In the exploration of the nine influential factors in online learning, it was discovered that both teachers and students overwhelmingly identified instruction as the most critical aspect. This was closely followed by engagement, interaction, motivation, and other factors, while performance and satisfaction were perceived as less influential by both groups. However, the attitudes of teachers and students towards these factors revealed notable differences, particularly about instruction. Teachers often attributed challenges in online instruction to technological issues, whereas students perceived the quality of instruction as a major influence on their learning effectiveness. This dichotomy highlights the distinct perspectives arising from their different roles within the educational process.

A further divergence was observed in views on self-efficacy and self-regulation. Teachers, with a focus on delivering content, emphasized the importance of self-efficacy, while students, grappling with the demands of online learning, prioritized self-regulation. This reflects their respective positions in the online learning environment, with teachers concerned about the efficacy of their instructional strategies and students about managing their learning process. Interestingly, the study also illuminated that students did not always perceive themselves as independent learners, which contributed to the high priority they placed on instruction quality. This insight underlines a significant area for development in online learning strategies, emphasizing the need for fostering greater learner autonomy.

Notably, both teachers and students concurred that stimulating interest was a key factor in enhancing online learning. They proposed innovative approaches such as emulating popular online personalities, enhancing interactive elements, and contextualizing content to make it more relatable to students’ lives. Additionally, practical suggestions like issuing preview tasks and conducting in-class quizzes were highlighted as methods to boost student engagement and learning efficiency. The consensus on the importance of supervisory roles underscores the necessity for a balanced approach that integrates guidance and independence in the online learning environment.
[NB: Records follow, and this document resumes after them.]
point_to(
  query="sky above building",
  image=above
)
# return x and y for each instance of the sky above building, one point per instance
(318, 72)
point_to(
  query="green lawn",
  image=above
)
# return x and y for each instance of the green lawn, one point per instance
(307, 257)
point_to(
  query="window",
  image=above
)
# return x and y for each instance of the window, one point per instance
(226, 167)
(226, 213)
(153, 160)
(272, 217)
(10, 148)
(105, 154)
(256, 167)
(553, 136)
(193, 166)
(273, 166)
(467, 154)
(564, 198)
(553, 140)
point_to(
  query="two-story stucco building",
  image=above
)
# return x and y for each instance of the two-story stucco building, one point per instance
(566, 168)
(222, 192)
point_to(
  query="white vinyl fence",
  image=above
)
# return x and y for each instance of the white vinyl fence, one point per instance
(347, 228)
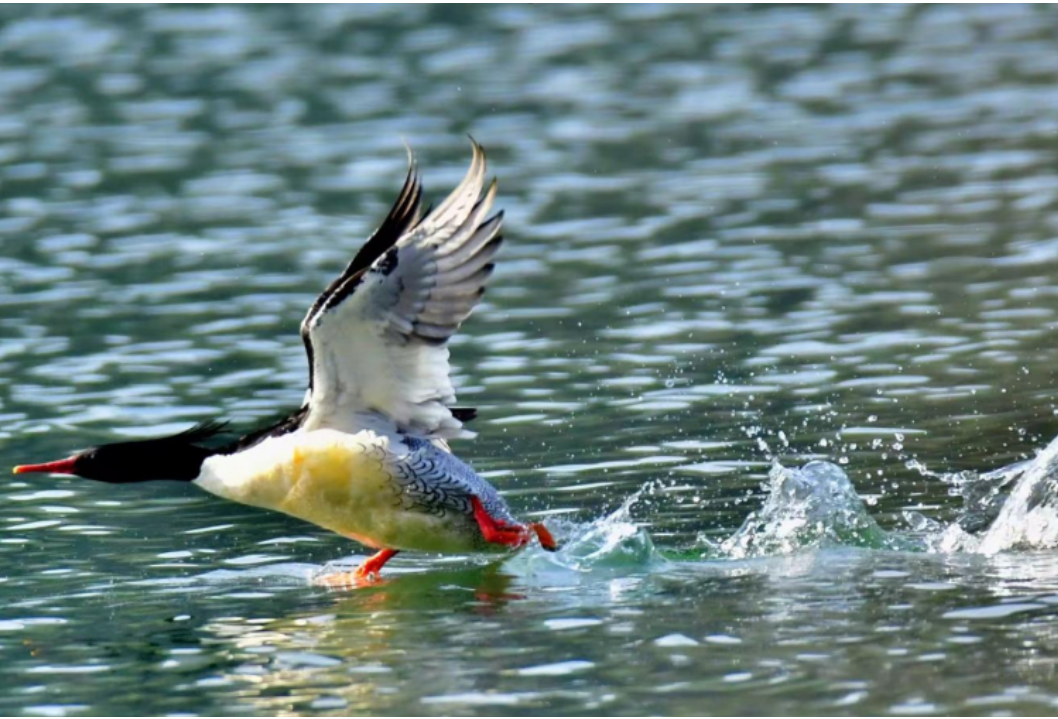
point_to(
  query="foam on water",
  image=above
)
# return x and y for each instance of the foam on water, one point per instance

The outcomes of our study highlight the multifaceted nature of online learning, accentuated by the varied perspectives and distinct needs of teachers and students. This complexity underscores the necessity of recognizing and addressing these nuances when designing and implementing online learning strategies. Furthermore, our findings offer a comprehensive overview of both the strengths and weaknesses of online learning during an unprecedented time, offering valuable insights for educators, administrators, and policy-makers involved in higher education. Moreover, it emphasized the intricate interplay of multiple factors—behavioral intention, instruction, engagement, interaction, motivation, self-efficacy, performance, satisfaction, and self-regulation—in shaping online learning outcomes. presents some limitations, notably its reliance on a single research method and a limited sample size.

However, the exclusive use of reflective diaries and interviews restricts the range of data collection methods, which might have been enriched by incorporating additional quantitative or mixed-method approaches. Furthermore, the sample, consisting only of students and teachers from one university, may not adequately represent the diverse experiences and perceptions of online learning across different educational contexts. These limitations suggest the need for a cautious interpretation of the findings and indicate areas for future research expansion. Future research could extend this study by incorporating a larger, more diverse sample to gain a broader understanding of undergraduate students’ retrospections across different contexts and cultures. Furthermore, research could also explore how to better equip students with the skills and strategies necessary to optimize their online learning experiences, especially in terms of the self-regulated learning and motivation aspects.